In her long-awaited new book, Laura Hillenbrand writes with the same rich and vivid narrative voice she displayed in Seabiscuit.  Telling an unforgettable story of a man's journey into extremity, Unbroken is a testament to the resilience of the human mind, body, and spirit.


I used the discussion questions on Lit Lovers for my book club.

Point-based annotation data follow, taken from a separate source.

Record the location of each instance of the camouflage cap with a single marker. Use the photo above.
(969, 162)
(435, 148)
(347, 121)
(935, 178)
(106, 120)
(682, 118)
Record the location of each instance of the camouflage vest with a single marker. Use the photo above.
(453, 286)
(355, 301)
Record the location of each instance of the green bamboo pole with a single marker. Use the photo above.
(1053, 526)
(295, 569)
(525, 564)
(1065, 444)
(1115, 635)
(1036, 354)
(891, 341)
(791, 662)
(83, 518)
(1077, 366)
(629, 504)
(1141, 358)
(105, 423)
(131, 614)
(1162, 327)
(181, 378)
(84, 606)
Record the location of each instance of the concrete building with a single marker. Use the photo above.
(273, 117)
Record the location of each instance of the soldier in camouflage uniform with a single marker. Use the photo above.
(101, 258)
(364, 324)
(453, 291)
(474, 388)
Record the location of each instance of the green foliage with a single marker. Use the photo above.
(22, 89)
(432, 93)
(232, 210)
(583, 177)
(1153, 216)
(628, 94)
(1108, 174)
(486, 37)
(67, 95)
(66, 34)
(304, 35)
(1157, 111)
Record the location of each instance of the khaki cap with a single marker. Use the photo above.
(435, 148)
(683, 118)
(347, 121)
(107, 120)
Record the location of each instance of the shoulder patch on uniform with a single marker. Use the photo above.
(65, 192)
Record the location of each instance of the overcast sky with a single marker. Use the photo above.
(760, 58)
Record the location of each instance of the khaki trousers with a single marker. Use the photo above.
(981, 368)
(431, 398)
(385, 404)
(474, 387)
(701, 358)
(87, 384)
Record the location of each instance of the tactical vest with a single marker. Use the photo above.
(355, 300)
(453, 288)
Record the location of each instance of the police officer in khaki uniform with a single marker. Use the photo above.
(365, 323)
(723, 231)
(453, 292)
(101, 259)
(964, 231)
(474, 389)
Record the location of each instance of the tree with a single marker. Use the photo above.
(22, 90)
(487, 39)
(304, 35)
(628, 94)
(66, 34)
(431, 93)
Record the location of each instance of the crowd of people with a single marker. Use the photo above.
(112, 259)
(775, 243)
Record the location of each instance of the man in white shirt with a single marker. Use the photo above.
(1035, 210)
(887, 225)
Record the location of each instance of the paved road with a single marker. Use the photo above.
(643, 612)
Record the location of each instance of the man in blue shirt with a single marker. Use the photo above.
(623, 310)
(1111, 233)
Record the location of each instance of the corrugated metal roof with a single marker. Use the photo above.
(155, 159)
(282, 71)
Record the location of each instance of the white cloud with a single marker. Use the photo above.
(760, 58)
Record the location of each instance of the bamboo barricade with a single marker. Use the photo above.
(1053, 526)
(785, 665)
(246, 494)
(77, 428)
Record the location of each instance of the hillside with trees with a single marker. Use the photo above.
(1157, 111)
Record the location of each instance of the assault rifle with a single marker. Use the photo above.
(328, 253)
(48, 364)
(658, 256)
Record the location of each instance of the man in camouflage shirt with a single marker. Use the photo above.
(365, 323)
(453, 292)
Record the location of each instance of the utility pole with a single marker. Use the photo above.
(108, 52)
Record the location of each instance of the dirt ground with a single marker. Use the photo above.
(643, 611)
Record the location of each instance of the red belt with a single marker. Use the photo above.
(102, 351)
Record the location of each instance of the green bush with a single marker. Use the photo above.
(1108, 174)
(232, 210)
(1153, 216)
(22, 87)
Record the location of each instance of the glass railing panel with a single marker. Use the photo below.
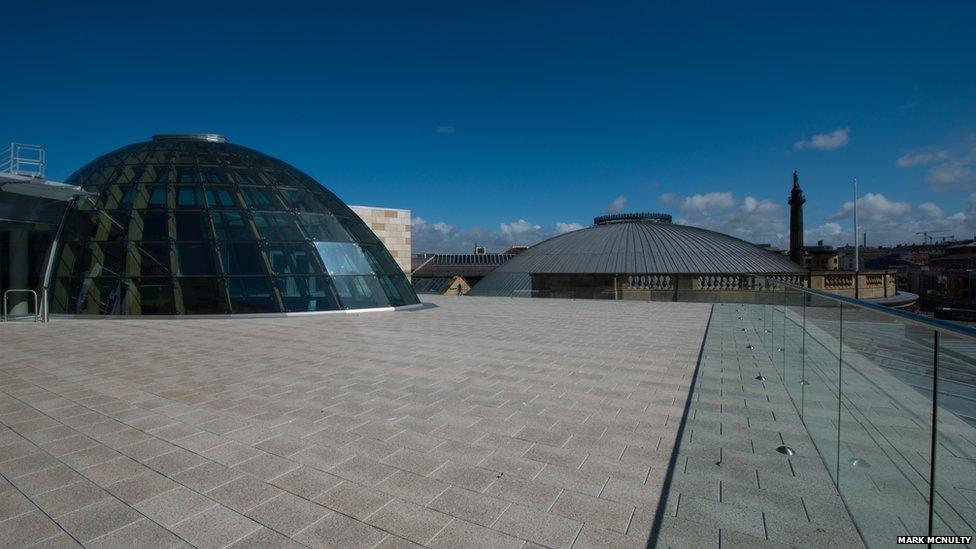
(794, 336)
(822, 376)
(954, 507)
(884, 422)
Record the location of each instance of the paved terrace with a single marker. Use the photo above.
(474, 422)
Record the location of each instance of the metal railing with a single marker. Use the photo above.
(888, 398)
(24, 159)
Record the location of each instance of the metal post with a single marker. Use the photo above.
(935, 419)
(803, 358)
(49, 265)
(840, 368)
(857, 260)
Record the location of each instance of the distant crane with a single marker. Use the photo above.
(927, 235)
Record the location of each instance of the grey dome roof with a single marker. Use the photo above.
(641, 245)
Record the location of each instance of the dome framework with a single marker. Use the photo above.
(634, 256)
(190, 224)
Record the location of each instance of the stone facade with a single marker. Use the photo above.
(392, 226)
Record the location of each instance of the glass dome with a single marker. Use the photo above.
(191, 224)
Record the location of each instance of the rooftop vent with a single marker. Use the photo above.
(624, 218)
(211, 137)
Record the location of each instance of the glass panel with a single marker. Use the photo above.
(357, 292)
(93, 296)
(192, 226)
(203, 296)
(149, 226)
(260, 198)
(158, 196)
(197, 258)
(232, 226)
(307, 293)
(793, 348)
(885, 422)
(189, 197)
(822, 370)
(294, 259)
(251, 295)
(393, 294)
(277, 226)
(954, 507)
(241, 259)
(149, 296)
(359, 231)
(221, 197)
(341, 258)
(324, 227)
(167, 232)
(406, 291)
(148, 259)
(380, 260)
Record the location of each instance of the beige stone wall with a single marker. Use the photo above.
(393, 228)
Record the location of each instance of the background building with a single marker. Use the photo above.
(392, 226)
(634, 256)
(455, 274)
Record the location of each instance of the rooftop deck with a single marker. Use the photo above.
(474, 422)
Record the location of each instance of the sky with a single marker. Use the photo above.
(510, 122)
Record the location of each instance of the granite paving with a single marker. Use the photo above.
(471, 422)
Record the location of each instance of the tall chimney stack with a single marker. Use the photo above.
(796, 221)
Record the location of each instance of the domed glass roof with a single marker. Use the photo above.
(636, 244)
(191, 224)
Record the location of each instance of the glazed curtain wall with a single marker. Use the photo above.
(207, 228)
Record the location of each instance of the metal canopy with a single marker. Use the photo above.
(38, 188)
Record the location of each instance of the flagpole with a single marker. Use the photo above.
(857, 257)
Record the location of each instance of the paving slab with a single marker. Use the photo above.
(458, 424)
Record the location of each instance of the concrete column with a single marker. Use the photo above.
(19, 268)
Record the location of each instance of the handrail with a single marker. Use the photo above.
(933, 323)
(22, 290)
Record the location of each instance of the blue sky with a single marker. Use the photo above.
(507, 122)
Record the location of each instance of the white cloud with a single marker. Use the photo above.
(518, 228)
(617, 205)
(930, 210)
(957, 172)
(562, 227)
(707, 203)
(826, 141)
(761, 207)
(922, 158)
(874, 207)
(752, 219)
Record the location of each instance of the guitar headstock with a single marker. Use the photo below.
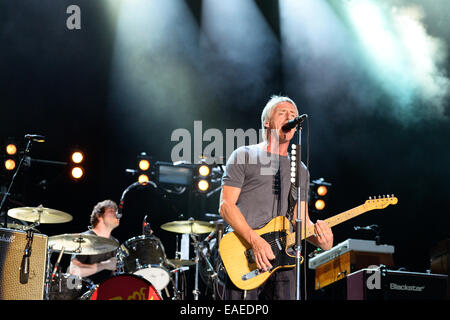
(381, 202)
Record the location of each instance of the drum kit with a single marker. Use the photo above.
(143, 270)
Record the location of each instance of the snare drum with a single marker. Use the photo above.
(145, 256)
(123, 287)
(68, 286)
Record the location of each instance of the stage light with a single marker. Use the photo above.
(322, 190)
(319, 204)
(143, 179)
(202, 185)
(77, 157)
(10, 164)
(11, 149)
(77, 173)
(318, 195)
(76, 164)
(204, 170)
(144, 164)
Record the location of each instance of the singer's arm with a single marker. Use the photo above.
(86, 270)
(233, 216)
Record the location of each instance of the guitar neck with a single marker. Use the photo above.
(337, 219)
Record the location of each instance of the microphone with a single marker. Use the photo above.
(293, 123)
(35, 137)
(210, 236)
(119, 210)
(146, 230)
(25, 265)
(57, 263)
(24, 269)
(371, 227)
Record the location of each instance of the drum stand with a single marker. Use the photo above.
(197, 244)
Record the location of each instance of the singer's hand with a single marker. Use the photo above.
(262, 251)
(324, 235)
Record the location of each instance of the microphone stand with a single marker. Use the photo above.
(298, 222)
(6, 194)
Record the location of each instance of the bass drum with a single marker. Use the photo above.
(123, 287)
(145, 256)
(212, 271)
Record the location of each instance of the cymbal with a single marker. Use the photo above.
(181, 263)
(39, 214)
(22, 227)
(85, 244)
(188, 226)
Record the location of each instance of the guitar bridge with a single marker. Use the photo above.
(249, 254)
(250, 275)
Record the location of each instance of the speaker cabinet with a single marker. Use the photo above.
(12, 247)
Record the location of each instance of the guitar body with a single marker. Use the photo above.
(236, 253)
(238, 258)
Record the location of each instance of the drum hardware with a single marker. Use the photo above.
(178, 263)
(22, 159)
(190, 226)
(39, 215)
(78, 243)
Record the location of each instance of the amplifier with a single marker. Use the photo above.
(347, 257)
(12, 247)
(383, 284)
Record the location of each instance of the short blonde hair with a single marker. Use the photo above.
(267, 111)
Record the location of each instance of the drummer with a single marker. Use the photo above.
(98, 267)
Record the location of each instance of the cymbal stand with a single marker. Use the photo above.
(196, 243)
(177, 293)
(48, 274)
(7, 192)
(212, 274)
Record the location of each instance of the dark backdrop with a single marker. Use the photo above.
(59, 83)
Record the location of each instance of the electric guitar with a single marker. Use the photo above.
(239, 261)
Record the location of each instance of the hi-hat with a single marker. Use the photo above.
(188, 226)
(39, 214)
(84, 244)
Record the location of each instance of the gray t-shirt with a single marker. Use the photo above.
(264, 180)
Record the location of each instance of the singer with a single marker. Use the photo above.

I made the cupcakes on the right to snack on while we discussed this amazing book.  On top of the blue wave frosting were gummy fish, life savers (powered sugar mini donuts with licorice), buoys (two spice drops skewered with a toothpick), and shark fins (Thin Mint cookies cut and dipped in gray frosting).  These brought some nice humor into an otherwise serious conversation!

Sunday, August 7, 2011

Hotel on the Corner of Bitter and Sweet

by Jamie Ford
4 Stars
Historical Fiction, WWII
Setting: Seattle
304 pages
Published 2009

Ellie's Review
This book was a fascinating read about the Japanese internment - I learned so much. However, this book was also a wonderful love story and a novel about father/son relationships. At times, the writing didn't flow that well, but I still really liked the book.

Book Summary
In 1986, Henry lee joins a crowd outside the Panama Hotel, once the gateway to Seattle's Japantown. It has been boarded up for decades, but now the new owner has discovered the belongings of Japanese families who were sent to internment camps during World War II. As the owner displays and unfurls a Japanese parasol, Henry, a Chinese American, remembers a young Japanese girl from his childhood in the 1940s -- Keiko Okabe, with whom he forged a bond of friendship and innocent love that transcended the prejudices of their Old World ancestors. After Keiko and her family were evacuated to the internment camps, she and Henry could only hope that their promise to each other would be kept. Now, forty years later, Henry explores the hotel's basement for the Okabe family's belongings and for a long-lost object whose value he cannot even begin to measure. His search will take him on a journey to revisit the sacrifices he has made for family, for love, for country.

Tuesday, July 26, 2011

The Guernsey Literary and Potato Peel Pie Society

by Mary Ann Shaffer, Annie Barrows
4 Stars
Historical Fiction, WWII
Setting: Guernsey
274 pages
Published 2008

Ellie's Review
This was a delightful read - the authors did a great job with creating a novel solely from letters amongst the characters. I learned new things about what Europe went through in World War II.

Book Summary
January 1946: London is emerging from the shadow of the Second World War, and writer Juliet Ashton is looking for her next book subject. Who could imagine that she would find it in a letter from a man she’s never met, a native of the island of Guernsey, who has come across her name written inside a book by Charles Lamb….

Authors' Information
Mary Ann Shaffer worked as an editor, a librarian, and in bookshops. Her life-long dream was to someday write her own book and publish it. The Guernsey Literary and Potato Peel Pie Society was her first novel. Unfortunately, she became very ill with cancer and so she asked her niece, Annie Barrows, the author of the children’s series Ivy and Bean, as well as The Magic Half, to help her finish the book. Mary Ann Shaffer died in February 2008, a few months before her first novel was published.

Night (Night #1)

by Elie Wiesel, translated by Marion Wiesel
5 Stars
Nonfiction: Memoir
Classic, WWII, Jewish

Setting: Germany
120 pages
Published 1958

Ellie's Review
Wow, this is an incredible account of Elie Wiesel's time in concentration camps as a teenager. It's a must read. I haven't read the other books in his series (Dawn and Day), but I should.

Book Summary
A terrifying account of the Nazi death camp horror that turns a young Jewish boy into an agonized witness to the death of his family...the death of his innocence...and the death of his God. Penetrating and powerful, as personal as The Diary Of Anne Frank, Night awakens the shocking memory of evil at its absolute and carries with it the unforgettable message that this horror must never be allowed to happen again.